Reznik descarta mi objeción con un movimiento de la mano.

—El chico no ha caído del puñetero cielo, soldado. Si no hubiese pasado las pruebas preliminares, no lo habrían asignado a su pelotón. Pero el hecho es que pasó las pruebas, se lo asignó a su pelotón y realizará todas las tareas que el Mando Central asigne al pelotón, incluido el P&E. ¿Está claro, soldado?

Bueno, Frijol, lo he intentado.

—¿Qué es P&E? —me pregunta en el rancho del desayuno.

—Procesamiento y eliminación —respondo, desviando la mirada.

Frente a nosotros, Dumbo gruñe y aparta la bandeja.

—Genial, ¡la única forma de desayunar era no pensar en eso!

—Usar y tirar, chaval —dice Tanque, mirando a Picapiedra en busca de su aprobación.

Esos dos están unidos.
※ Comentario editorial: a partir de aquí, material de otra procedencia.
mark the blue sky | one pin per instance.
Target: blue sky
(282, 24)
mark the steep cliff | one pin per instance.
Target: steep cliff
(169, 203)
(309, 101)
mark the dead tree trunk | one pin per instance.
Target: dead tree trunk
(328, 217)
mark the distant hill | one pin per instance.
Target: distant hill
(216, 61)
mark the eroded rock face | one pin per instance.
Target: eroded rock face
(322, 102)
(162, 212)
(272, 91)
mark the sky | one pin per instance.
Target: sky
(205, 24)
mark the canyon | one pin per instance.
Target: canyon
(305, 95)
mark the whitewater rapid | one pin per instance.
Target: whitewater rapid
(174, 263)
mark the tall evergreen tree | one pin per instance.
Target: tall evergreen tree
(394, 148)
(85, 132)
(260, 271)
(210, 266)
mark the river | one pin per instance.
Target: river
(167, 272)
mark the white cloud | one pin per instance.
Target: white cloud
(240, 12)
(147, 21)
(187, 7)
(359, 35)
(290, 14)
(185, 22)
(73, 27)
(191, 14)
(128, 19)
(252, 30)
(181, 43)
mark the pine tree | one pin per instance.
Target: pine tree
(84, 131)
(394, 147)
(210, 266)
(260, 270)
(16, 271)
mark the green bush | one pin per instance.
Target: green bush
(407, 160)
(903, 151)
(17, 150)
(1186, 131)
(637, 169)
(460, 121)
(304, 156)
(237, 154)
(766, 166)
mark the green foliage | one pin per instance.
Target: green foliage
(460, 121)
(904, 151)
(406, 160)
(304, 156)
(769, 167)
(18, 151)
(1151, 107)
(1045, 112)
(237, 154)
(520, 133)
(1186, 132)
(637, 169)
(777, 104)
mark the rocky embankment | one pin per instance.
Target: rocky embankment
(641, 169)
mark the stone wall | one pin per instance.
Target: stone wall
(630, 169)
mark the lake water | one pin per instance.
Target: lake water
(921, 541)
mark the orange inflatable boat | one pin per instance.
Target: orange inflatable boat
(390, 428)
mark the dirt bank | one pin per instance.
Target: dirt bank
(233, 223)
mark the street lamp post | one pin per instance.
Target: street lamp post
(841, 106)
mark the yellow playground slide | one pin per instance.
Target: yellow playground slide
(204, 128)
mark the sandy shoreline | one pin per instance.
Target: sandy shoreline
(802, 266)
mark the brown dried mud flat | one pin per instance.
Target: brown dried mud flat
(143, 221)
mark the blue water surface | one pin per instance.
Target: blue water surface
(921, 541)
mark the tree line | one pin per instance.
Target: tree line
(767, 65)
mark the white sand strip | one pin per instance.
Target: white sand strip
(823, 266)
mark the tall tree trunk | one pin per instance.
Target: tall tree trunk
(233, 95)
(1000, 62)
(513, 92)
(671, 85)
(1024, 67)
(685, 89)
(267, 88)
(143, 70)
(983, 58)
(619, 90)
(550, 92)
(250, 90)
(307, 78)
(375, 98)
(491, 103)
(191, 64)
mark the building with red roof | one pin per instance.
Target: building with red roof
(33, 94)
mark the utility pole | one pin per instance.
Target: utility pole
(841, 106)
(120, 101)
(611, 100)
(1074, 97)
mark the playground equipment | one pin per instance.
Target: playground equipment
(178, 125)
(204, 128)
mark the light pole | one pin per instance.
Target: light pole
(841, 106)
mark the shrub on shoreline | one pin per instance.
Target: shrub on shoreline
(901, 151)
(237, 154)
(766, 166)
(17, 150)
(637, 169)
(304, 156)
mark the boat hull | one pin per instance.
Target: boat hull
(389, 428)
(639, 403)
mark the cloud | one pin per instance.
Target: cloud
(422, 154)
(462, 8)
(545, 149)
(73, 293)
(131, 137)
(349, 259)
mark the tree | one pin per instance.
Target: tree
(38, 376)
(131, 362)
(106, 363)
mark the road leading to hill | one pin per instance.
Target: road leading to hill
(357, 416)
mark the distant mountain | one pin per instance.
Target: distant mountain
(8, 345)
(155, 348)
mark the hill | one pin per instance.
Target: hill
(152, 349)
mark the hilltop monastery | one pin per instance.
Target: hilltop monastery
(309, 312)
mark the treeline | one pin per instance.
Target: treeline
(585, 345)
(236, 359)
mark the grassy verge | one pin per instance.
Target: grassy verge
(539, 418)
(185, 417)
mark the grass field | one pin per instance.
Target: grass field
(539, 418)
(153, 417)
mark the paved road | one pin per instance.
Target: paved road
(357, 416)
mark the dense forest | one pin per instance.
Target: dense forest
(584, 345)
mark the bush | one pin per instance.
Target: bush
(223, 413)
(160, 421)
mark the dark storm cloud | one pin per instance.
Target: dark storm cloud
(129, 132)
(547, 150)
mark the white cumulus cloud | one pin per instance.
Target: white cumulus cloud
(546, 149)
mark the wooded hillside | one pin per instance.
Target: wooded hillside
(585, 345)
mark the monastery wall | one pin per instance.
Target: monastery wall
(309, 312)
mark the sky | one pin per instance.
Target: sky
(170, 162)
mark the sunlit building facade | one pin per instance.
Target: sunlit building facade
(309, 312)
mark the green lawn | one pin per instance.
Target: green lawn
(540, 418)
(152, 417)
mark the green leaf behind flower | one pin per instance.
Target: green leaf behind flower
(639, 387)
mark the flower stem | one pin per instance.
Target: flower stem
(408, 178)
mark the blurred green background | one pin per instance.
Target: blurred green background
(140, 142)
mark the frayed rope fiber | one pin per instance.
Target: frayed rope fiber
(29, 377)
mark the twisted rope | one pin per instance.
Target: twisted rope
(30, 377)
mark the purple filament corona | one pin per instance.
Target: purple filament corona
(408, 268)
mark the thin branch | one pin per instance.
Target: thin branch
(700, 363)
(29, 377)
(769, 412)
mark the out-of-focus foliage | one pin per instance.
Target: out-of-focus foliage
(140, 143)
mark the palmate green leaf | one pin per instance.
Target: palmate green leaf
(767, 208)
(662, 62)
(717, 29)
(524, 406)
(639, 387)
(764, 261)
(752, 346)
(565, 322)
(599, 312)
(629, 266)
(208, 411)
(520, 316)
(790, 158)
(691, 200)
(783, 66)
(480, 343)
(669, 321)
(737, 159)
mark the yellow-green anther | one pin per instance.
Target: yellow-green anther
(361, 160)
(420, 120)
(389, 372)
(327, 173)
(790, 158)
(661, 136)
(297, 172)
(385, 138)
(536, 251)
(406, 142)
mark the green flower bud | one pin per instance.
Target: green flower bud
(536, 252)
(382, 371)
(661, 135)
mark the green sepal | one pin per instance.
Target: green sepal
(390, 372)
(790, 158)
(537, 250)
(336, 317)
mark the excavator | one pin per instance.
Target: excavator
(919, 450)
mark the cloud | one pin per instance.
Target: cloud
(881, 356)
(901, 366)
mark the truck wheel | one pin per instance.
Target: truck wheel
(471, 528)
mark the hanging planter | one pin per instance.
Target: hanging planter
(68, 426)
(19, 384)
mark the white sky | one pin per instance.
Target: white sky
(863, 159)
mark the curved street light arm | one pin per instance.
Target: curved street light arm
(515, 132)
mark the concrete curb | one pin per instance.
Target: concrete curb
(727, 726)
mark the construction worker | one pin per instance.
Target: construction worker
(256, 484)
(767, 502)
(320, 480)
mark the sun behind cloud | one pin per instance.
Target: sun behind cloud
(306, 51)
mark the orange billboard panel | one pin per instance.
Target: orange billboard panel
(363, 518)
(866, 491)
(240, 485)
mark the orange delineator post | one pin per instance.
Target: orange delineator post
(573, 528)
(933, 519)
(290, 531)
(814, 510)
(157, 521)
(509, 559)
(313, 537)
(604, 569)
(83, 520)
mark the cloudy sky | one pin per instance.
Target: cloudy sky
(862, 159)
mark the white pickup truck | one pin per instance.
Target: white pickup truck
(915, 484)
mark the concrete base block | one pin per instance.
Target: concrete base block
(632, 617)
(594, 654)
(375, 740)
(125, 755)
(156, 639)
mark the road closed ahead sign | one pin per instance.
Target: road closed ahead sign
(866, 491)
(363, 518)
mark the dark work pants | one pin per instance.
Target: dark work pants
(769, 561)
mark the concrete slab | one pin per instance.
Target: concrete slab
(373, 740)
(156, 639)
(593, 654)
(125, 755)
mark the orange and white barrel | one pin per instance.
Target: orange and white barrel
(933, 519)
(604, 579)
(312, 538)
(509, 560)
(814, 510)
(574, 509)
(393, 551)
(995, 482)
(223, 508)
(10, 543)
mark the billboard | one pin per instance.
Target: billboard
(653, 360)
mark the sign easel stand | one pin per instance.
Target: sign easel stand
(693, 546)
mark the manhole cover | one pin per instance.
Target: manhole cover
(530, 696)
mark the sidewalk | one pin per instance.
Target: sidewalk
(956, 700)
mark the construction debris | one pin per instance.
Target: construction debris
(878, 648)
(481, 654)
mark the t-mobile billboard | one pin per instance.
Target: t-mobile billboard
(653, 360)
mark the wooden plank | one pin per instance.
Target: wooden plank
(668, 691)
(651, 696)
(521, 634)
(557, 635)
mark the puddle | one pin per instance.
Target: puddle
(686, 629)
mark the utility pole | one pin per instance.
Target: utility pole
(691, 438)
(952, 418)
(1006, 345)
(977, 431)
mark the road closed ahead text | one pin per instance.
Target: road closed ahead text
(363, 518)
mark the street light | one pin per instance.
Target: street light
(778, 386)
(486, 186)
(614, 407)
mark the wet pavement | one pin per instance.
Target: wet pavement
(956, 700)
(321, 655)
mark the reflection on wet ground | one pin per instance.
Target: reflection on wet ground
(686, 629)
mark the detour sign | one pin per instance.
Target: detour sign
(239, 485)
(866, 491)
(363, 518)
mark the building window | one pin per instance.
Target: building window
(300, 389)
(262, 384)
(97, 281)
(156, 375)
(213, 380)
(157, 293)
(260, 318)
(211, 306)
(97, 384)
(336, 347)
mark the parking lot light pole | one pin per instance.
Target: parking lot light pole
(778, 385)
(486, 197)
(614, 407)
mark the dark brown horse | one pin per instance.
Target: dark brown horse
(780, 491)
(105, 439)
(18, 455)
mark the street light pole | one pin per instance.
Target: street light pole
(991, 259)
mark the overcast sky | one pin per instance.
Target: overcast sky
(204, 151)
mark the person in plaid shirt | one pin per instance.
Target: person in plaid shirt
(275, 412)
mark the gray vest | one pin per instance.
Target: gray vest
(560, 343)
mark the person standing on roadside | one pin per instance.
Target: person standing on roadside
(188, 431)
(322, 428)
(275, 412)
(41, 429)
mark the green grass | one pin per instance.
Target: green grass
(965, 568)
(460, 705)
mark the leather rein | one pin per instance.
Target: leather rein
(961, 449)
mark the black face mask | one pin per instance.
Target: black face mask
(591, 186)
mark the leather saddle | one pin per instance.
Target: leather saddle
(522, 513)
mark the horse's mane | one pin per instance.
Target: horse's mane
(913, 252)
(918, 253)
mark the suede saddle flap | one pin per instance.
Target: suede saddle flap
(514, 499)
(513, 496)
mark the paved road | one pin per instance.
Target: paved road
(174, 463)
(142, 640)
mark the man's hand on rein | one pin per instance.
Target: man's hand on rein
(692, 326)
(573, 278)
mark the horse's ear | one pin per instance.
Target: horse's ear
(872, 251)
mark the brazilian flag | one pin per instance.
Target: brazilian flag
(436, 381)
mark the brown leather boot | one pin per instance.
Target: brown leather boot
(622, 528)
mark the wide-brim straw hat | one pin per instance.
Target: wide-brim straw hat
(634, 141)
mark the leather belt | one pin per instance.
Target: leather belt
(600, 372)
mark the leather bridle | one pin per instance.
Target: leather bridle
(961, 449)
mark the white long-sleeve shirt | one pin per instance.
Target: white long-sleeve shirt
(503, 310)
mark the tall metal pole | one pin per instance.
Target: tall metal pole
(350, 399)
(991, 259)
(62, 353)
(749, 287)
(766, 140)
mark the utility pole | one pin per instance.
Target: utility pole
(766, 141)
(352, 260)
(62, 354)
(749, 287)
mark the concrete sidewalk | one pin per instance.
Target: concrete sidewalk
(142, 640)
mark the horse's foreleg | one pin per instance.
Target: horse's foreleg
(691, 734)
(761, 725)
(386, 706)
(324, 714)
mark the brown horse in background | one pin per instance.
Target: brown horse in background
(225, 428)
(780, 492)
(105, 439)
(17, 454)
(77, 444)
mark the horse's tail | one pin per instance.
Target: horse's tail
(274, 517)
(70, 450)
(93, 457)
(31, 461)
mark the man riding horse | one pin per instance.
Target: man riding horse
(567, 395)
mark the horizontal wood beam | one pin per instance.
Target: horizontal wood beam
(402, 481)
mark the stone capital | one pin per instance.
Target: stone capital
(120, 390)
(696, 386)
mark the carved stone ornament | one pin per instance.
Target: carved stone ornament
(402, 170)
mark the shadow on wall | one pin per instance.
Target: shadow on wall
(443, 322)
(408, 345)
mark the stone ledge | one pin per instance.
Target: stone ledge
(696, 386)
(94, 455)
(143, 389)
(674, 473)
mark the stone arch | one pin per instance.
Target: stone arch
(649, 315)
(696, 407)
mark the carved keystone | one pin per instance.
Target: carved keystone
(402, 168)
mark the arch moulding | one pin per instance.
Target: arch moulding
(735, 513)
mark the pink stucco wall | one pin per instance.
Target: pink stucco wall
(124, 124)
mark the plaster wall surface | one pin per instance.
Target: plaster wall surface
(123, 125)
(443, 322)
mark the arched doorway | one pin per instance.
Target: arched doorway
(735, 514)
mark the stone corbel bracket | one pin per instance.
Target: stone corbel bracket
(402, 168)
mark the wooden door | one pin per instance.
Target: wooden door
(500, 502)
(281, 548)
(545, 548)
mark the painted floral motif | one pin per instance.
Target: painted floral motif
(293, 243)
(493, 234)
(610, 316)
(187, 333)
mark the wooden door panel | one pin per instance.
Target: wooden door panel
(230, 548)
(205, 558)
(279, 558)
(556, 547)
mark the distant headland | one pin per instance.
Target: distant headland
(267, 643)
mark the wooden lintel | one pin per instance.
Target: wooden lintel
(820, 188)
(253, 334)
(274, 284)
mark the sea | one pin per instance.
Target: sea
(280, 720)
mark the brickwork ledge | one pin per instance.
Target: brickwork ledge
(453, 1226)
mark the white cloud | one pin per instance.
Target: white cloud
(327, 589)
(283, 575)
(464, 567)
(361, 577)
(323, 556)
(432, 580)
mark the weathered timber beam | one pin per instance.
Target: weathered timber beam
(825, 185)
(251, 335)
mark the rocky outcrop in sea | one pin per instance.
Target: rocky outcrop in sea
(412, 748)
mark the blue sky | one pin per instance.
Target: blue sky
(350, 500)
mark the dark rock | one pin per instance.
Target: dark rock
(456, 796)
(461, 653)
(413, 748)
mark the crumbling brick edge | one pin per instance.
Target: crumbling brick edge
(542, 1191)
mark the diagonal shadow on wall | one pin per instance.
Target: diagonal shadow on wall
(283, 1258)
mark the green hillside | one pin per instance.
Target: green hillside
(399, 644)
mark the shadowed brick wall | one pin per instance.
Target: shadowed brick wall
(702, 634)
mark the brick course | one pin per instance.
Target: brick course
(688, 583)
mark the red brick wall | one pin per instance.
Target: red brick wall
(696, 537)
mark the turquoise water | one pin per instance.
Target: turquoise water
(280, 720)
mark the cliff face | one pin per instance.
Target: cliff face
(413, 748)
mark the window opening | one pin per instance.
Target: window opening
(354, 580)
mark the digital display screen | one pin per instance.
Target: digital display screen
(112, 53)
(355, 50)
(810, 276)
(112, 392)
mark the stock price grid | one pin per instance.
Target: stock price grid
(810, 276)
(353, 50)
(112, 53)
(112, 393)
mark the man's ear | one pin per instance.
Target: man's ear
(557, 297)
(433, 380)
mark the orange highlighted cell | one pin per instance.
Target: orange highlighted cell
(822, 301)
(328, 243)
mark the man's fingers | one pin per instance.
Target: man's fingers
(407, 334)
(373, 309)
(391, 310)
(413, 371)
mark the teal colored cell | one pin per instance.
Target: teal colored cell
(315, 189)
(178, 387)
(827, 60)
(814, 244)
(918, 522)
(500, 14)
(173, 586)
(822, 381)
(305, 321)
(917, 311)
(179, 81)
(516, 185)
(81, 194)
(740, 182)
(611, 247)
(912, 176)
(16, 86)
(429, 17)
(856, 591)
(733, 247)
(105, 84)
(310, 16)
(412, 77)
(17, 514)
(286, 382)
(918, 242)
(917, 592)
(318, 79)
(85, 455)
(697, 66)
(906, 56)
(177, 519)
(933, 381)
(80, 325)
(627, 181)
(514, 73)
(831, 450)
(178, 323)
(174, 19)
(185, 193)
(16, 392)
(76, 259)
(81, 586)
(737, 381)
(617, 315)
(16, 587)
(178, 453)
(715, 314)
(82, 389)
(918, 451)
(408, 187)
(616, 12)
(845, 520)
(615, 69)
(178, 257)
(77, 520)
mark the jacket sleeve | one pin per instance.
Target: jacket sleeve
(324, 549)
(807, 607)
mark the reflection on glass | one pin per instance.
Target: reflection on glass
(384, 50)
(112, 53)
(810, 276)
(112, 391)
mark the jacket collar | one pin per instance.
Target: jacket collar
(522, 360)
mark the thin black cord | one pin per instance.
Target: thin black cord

El día que Reznik me dio el puesto, Tanque me dijo que le daba igual quién fuera el líder del pelotón, que él solo escucharía a Picapiedra. Me encogí de hombros. Me da igual. Cuando nos graduemos (si nos graduamos), uno de los dos ascenderá a sargento, y sé que ese no seré yo.

—La doctora Pam te enseñó a un infestado —le digo a Frijol. Por su cara, me doy cuenta de que no es un recuerdo agradable—. Apretaste el botón —añado, y él asiente de nuevo con la cabeza, aunque más despacio que antes—. ¿Qué crees que pasa con la persona del otro lado del cristal después de apretar el botón?

—Muere —susurra Frijol.

—¿Y con las personas enfermas que traen de fuera, los que no sobreviven cuando llegan? ¿Qué crees que les pasa?

—¡Venga ya, Zombi! ¡Díselo de una vez! —dice Umpa.

Él también ha apartado la comida. Es la primera vez que ocurre: Umpa es el único del pelotón que siempre repite. Por decirlo suavemente, la comida del campo es un asco.

—No nos gusta hacerlo, pero es necesario —prosigo, repitiendo el eslogan de la empresa—. Porque esto es la guerra, ¿sabes? Es la guerra.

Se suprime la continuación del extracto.